4. A plating barrel comprising:a barrel that is rotatable about a rotational axis, has an approximately cylindrical shape, and includes an interior adapted to receive objects; at least one cathode-lead connection, the at least one cathode-lead connection extending through an end surface of the barrel generally along the rotational axis of the barrel and being rotatable relative to the barrel; at least one cathode placed inside the barrel and connected to the end of at least one cathode-lead connection; and at least one attachment attached to at least one cathode-lead connection, the attachment having a central axis extending generally along the rotational axis of the barrel between a vertex portion of the attachment and a base portion of the attachment, the base portion being larger than the vertex portion, the vertex portion pointing toward a center of the barrel, and the base portion being placed sufficiently close to an inside end surface of the barrel so that the objects do not pass through any gaps between the base portion and the inside end surface of the barrel, wherein a major part of the cathode-lead connection is placed below the rotational axis of the barrel.

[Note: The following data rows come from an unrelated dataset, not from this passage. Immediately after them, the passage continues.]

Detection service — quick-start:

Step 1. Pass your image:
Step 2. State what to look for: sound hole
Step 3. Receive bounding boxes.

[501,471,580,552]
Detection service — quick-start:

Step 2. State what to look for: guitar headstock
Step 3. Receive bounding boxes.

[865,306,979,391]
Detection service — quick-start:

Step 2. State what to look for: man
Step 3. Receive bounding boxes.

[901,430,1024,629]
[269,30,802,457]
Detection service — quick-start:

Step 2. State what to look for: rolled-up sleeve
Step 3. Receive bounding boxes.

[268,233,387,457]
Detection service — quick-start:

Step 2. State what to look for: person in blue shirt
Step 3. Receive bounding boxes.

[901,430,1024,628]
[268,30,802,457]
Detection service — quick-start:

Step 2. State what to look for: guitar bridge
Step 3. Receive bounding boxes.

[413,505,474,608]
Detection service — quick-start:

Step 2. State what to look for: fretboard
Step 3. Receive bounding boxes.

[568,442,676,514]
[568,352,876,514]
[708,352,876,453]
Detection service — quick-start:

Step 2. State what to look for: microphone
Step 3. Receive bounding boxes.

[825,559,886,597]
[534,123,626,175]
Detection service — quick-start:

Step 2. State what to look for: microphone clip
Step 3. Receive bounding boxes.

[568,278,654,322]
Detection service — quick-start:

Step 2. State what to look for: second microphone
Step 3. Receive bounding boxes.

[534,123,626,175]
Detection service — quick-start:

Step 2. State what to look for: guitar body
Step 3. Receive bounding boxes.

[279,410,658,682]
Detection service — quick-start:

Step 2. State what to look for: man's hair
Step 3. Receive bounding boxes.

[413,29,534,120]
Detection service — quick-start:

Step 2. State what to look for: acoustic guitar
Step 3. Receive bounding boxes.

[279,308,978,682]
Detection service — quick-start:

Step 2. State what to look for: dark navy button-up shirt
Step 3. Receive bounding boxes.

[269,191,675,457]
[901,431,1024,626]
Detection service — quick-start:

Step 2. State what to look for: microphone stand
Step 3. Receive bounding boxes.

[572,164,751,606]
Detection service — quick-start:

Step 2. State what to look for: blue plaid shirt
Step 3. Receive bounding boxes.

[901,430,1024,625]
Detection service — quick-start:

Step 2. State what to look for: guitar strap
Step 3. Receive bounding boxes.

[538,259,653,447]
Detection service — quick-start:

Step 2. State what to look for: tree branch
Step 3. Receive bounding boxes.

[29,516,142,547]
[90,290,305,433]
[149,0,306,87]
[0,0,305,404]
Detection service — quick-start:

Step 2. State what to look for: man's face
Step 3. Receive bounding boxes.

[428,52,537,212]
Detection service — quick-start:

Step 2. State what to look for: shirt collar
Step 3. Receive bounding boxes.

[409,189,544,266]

5. A plating barrel according to claim 4, wherein the at least one attachment covers a horizontal portion of the cathode-lead connection so that the horizontal portion is not exposed inside the barrel.

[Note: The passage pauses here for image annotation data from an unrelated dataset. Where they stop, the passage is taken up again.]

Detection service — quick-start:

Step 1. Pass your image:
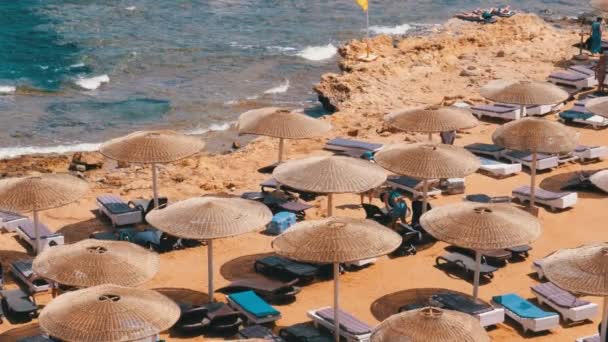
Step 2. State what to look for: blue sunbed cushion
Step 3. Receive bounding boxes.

[492,293,557,319]
[228,291,281,318]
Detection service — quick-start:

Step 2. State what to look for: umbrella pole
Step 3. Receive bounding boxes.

[473,250,481,300]
[207,240,214,303]
[422,179,429,214]
[529,152,538,211]
[600,297,608,341]
[152,163,158,208]
[334,262,340,342]
[278,138,285,164]
[34,210,40,255]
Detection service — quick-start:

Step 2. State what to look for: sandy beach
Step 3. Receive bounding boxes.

[0,14,608,342]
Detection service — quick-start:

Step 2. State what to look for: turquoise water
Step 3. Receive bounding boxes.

[0,0,586,157]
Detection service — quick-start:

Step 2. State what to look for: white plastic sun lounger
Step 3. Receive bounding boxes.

[531,283,599,322]
[512,185,578,211]
[0,210,28,232]
[574,145,608,162]
[386,176,441,197]
[501,150,559,171]
[307,307,372,342]
[479,157,521,177]
[492,293,559,333]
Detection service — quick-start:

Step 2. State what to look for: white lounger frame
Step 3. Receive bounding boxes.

[95,200,143,227]
[306,307,372,342]
[492,301,559,333]
[226,296,281,324]
[532,290,599,322]
[511,192,578,211]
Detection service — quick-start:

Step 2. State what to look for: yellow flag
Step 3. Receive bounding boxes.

[355,0,368,12]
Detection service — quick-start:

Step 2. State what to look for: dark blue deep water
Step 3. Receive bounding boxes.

[0,0,586,157]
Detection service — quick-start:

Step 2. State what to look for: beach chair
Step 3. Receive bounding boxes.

[531,282,599,322]
[492,293,559,333]
[10,260,51,293]
[217,278,301,303]
[512,185,578,211]
[435,252,498,279]
[0,210,28,232]
[175,302,243,335]
[573,145,608,163]
[386,175,441,197]
[307,307,372,342]
[253,255,319,282]
[430,292,505,327]
[471,103,526,121]
[479,157,521,178]
[237,324,285,342]
[15,219,65,252]
[464,143,505,160]
[96,194,143,227]
[226,291,281,324]
[324,138,384,158]
[501,150,559,171]
[279,323,335,342]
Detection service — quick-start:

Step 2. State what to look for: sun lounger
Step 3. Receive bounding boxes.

[479,157,521,177]
[97,194,143,227]
[430,292,505,327]
[307,307,372,342]
[492,293,559,333]
[226,291,281,324]
[217,278,301,302]
[15,219,65,252]
[253,256,319,282]
[175,302,243,334]
[10,260,51,293]
[0,288,38,321]
[464,143,505,160]
[532,282,599,322]
[238,324,284,342]
[502,150,559,171]
[0,210,28,232]
[471,103,526,121]
[512,185,578,211]
[279,323,334,342]
[435,252,498,279]
[574,145,608,162]
[324,138,384,157]
[386,176,441,197]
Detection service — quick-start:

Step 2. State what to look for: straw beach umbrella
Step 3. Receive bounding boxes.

[39,285,180,342]
[420,202,541,299]
[99,131,205,207]
[543,242,608,341]
[384,106,479,140]
[589,170,608,192]
[371,307,490,342]
[237,107,331,164]
[492,118,580,210]
[272,156,386,216]
[272,217,402,341]
[374,143,479,212]
[33,240,159,287]
[0,174,89,254]
[479,80,570,119]
[146,197,272,302]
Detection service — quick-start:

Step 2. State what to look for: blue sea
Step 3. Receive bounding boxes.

[0,0,588,158]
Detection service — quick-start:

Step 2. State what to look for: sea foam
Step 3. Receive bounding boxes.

[298,43,338,62]
[75,75,110,90]
[369,24,412,35]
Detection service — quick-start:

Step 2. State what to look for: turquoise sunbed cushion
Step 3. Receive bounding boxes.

[492,293,557,318]
[228,291,281,318]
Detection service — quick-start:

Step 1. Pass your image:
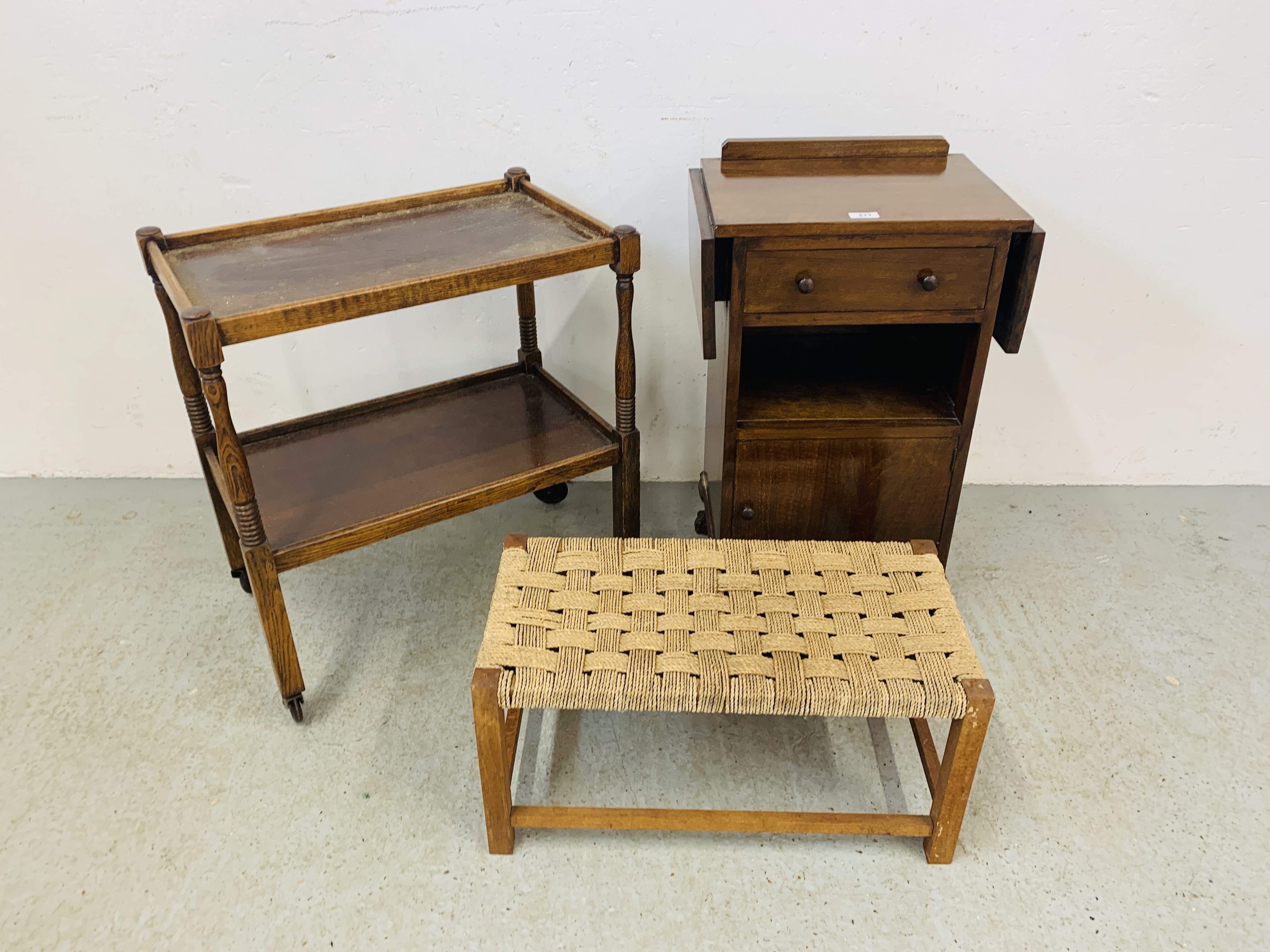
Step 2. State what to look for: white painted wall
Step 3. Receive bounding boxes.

[0,0,1270,482]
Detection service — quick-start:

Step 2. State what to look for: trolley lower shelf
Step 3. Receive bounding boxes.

[208,364,620,571]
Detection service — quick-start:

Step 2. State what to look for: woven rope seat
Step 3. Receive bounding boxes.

[476,538,983,718]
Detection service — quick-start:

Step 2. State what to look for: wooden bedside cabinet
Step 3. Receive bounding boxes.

[689,137,1045,561]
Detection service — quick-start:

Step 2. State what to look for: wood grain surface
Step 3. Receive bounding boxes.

[731,437,956,542]
[701,155,1033,239]
[746,247,994,314]
[166,192,604,319]
[246,373,616,561]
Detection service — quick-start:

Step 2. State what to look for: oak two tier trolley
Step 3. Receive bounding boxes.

[137,167,640,721]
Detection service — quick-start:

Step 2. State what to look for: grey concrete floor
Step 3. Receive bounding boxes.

[0,480,1270,949]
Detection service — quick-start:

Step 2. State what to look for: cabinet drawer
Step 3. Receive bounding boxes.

[730,438,956,542]
[744,247,994,314]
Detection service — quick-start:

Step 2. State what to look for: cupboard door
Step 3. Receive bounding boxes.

[731,437,956,542]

6. A plating barrel according to claim 4, wherein the at least one cathode-lead connection includes two cathode-lead connections, each of the cathode-lead connections extending through opposing end surfaces of the barrel substantially along the rotational axis of the barrel and being rotatable relative to the barrel, a cathode is connected to the end of each of the cathode-lead connections, and an attachment is attached to each of the cathode-lead connections.

7. A plating barrel, according to claim 4, wherein the at least one attachment is conical in shape.

8. A plating barrel according to claim 4, wherein the at least one attachment is pyramidal in shape.

9. A plating barrel according to claim 4, wherein the barrel is shaped as a hexagonal column.

10. A plating barrel comprising:a barrel that is rotatable about a rotational axis, has an approximately cylindrical shape, and includes an interior adapted to receive objects; at least one cathode-lead connection, the at least one cathode-lead connection extending through an end surface of the barrel generally along the rotational axis of the barrel and being rotatable relative to the barrel; at least one cathode placed inside the barrel and connected to the end of the at least one cathode-lead connection; and at least one attachment attached to the barrel, the at least one attachment having a central axis extending substantially along the rotational axis of the barrel between a vertex portion of the attachment and a base portion of the attachment, the base portion being larger than the vertex portion, the vertex portion pointing toward a center of the barrel, and the base portion being placed sufficiently close to an inside end surface of the barrel so that the objects do not pass through any gaps between the base portion and the inside end surface of the barrel, wherein a major part of the cathode-lead connection is placed below the rotational axis of the barrel.

11. A plating barrel according to claim 10, wherein the at least one attachment covers a horizontal portion of the cathode-lead connection so that the horizontal portion is not exposed inside the barrel.

12. A plating barrel according to claim 10, wherein the at least one cathode-lead connection includes two cathode-lead connections, each of the cathode-lead connections extending through opposing end surfaces of the barrel substantially along the rotational axis of the barrel and being rotatable relative to the barrel, a cathode is connected to the end of each of the cathode-lead connections, and an attachment is attached to each of the cathode-lead connections.

13. A plating barrel according to claim 10, wherein the at least one attachment is conical in shape.

14. A plating barrel according to claim 10, wherein the at least one attachment is pyramidal in shape.

15. A plating barrel according to claim 10, wherein the barrel is shaped as a hexagonal column.